Building competence for the future 

DigiFoods is the first centre for research-based innovation (SFI) in which Ellen has been heavily involved. 

“The concept is very strong, and the long-term perspective is crucial. By narrowing the focus to the food industry, as DigiFoods has done, you remove a lot of complexity and enable companies to take concrete steps – change processes, adjust how they work and build new relationships. That strengthens the industry. What I appreciate most, though, is the competence building: the PhDs that remain as a foundation. In DigiFoods, that means people who really understand fisheries, aquaculture and the wider food industry – all major sectors in Norway,” she says. 
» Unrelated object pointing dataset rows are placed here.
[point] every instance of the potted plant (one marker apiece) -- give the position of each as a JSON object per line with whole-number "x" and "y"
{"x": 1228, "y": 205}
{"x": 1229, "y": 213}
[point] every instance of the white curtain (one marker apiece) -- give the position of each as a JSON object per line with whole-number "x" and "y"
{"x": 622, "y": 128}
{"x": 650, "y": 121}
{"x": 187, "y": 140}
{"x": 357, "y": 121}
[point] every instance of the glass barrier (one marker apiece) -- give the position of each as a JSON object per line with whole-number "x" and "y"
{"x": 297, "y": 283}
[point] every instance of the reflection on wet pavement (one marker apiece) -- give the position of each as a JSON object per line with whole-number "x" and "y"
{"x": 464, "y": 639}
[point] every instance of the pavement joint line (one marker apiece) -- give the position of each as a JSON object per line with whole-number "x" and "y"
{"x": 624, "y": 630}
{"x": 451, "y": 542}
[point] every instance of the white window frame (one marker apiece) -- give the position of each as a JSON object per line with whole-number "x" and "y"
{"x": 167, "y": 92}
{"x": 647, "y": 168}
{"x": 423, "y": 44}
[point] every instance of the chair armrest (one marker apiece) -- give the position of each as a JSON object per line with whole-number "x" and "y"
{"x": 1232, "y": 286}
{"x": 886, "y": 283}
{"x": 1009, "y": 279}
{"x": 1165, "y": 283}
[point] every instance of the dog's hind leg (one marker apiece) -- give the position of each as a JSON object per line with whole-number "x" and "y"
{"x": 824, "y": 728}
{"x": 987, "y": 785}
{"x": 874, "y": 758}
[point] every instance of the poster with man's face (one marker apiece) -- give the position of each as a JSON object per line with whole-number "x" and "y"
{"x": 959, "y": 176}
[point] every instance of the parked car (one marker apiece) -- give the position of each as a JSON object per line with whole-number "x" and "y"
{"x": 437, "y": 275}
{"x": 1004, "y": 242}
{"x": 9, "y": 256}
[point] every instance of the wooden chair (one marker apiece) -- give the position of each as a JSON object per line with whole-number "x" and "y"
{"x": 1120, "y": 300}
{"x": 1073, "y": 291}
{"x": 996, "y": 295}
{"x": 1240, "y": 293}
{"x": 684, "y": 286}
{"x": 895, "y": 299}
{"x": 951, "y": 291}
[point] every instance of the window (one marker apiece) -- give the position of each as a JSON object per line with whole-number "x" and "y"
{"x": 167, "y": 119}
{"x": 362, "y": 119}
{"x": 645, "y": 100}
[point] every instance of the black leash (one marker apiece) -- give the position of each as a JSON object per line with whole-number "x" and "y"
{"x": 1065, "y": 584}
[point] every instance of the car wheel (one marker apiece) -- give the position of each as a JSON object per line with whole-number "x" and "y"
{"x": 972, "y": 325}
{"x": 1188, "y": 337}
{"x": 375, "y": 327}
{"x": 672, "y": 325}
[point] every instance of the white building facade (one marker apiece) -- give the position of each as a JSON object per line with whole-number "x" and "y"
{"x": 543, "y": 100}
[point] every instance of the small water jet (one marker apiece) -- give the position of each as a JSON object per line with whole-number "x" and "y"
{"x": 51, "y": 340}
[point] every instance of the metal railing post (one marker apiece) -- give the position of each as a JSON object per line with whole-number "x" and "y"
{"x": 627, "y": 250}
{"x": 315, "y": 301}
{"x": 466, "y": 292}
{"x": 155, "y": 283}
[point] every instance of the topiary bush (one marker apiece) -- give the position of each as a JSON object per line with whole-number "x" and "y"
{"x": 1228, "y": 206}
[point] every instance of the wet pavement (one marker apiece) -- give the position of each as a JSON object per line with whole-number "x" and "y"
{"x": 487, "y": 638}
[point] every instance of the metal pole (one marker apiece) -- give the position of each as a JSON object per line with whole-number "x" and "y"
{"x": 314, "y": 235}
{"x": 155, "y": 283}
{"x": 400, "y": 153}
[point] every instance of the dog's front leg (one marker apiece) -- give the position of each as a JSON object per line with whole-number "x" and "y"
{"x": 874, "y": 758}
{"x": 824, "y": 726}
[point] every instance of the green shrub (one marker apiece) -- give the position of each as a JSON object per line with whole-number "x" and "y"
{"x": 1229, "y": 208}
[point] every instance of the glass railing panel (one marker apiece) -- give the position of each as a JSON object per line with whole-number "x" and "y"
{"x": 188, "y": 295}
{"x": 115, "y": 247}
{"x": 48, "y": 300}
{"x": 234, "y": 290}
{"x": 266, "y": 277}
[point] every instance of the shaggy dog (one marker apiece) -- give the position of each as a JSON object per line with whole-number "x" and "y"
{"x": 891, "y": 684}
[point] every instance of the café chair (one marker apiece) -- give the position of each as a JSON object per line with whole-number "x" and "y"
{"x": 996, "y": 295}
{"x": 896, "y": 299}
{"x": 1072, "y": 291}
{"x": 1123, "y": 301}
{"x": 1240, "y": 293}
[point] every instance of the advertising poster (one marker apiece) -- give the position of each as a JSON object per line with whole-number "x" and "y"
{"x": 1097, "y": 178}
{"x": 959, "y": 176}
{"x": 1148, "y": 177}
She emphasizes that only the public sector can make such investments in long-term capacity building. The risk is simply too high for private capital, and the impact is difficult to measure in the short term. 

Digifoods technology in the classroom 

Ellen brings DigiFoods technology directly into her teaching. She uses the DigiFoods sensor concept SenseInside as a case for master’s students in strategy and entrepreneurship. The students are tasked with developing a financial model for the sensor while learning to handle complexity in both technology and market. This gives them hands-on experience in understanding technological constraints, quantifying uncertainty and evaluating different market opportunities. 

“It was important to choose a case based on a technologically complex product that they were not already familiar with. They need to learn how to approach and manage that complexity. This kind of experiential learning gives an understanding you simply cannot convey on paper,” Ellen concludes.